PRISM3D-E leverages event cameras for improved reconstruction when event streams are available.
We address the inverse problem of blind 3D scene reconstruction from extremely motion-blurred images, a scenario where traditional Structure-from-Motion pipelines fail. Unlike traditional methods that require sharp images for pose estimation, PRISM3D directly processes blurred images, making it practical for real-world scenarios.
Our approach utilizes a Robust Initialization strategy via deep dense tracking (VGGSfM) to recover global topology where feature matching fails. To robustly populate these sparse priors, we adopt a probabilistic formulation for geometric densification via Markov Chain Monte Carlo (MCMC), while simultaneously modeling physical image formation via continuous Bézier Trajectories.
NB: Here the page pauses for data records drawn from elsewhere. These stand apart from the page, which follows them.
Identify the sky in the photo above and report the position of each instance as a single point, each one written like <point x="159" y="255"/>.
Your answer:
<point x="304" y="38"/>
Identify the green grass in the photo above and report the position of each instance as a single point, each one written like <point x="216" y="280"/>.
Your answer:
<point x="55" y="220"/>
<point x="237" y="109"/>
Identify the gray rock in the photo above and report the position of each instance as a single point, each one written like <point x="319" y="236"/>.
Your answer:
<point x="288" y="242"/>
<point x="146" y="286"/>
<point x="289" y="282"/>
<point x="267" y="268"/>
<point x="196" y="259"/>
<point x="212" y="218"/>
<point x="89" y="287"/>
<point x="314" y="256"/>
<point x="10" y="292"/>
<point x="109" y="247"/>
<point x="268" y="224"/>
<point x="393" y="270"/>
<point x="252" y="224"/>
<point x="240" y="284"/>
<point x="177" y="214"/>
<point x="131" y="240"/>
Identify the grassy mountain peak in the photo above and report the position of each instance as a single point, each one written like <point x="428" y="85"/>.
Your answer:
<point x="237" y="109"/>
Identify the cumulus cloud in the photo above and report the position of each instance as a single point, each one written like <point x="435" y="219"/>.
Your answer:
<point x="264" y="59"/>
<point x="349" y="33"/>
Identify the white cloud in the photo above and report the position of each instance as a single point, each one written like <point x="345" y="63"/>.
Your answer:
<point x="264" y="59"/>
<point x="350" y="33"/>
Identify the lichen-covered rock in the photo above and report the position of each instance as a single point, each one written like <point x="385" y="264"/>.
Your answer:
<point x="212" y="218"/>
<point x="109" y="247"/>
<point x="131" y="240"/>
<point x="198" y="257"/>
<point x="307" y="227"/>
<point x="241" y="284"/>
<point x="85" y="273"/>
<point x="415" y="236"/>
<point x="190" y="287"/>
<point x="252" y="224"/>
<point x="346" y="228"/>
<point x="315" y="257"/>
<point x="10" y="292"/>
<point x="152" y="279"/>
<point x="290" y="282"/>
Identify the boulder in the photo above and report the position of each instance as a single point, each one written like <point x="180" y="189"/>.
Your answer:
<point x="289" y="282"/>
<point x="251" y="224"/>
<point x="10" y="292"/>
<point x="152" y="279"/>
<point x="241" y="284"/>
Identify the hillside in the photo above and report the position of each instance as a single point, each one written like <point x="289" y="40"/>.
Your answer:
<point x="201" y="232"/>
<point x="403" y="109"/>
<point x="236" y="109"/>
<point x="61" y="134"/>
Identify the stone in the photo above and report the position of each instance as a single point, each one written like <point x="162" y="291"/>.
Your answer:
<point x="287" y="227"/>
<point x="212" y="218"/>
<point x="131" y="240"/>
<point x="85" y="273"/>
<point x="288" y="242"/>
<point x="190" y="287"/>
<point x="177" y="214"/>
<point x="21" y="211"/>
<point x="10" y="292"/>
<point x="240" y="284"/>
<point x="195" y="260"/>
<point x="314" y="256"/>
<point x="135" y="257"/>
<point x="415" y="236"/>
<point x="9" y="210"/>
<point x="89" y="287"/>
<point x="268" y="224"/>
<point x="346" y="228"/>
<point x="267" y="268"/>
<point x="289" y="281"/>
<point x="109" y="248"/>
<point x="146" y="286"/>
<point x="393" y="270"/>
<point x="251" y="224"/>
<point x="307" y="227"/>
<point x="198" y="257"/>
Furthermore, we introduce PRISM3D-E, a multi-modal (RGB + Events) extension that seamlessly integrates high-temporal-resolution events (EDI deblurring) as structural priors to maximize geometric recovery. To facilitate future research, we concurrently contribute the PRISM3D-E Benchmark dataset specifically curated for extreme blur scenarios.
Overview of PRISM3D and PRISM3D-E. Our framework jointly estimates camera motion and a sharp Gaussian representation directly from severely motion-blurred images, utilizing deep SfM for robust initialization and MCMC for probabilistic geometric refinement.
PRISM3D and its event-based extension PRISM3D-E achieve high-quality 3D reconstructions and sharp novel view synthesis under extreme motion blur. Our results on both synthetic and real-world datasets demonstrate state-of-the-art performance in challenging blur scenarios.








































We compare PRISM3D and PRISM3D-E against strong baselines including MPRNet, Restormer, EDI, E2NeRF, and EBAD-NeRF on both synthetic and real datasets. Our method produces sharper reconstructions with better detail preservation under extreme motion blur. Note that ExBluRF* and BAD-Gaussians* rely on sharp-image-based initialization and are excluded from real-world comparisons due to their impracticality.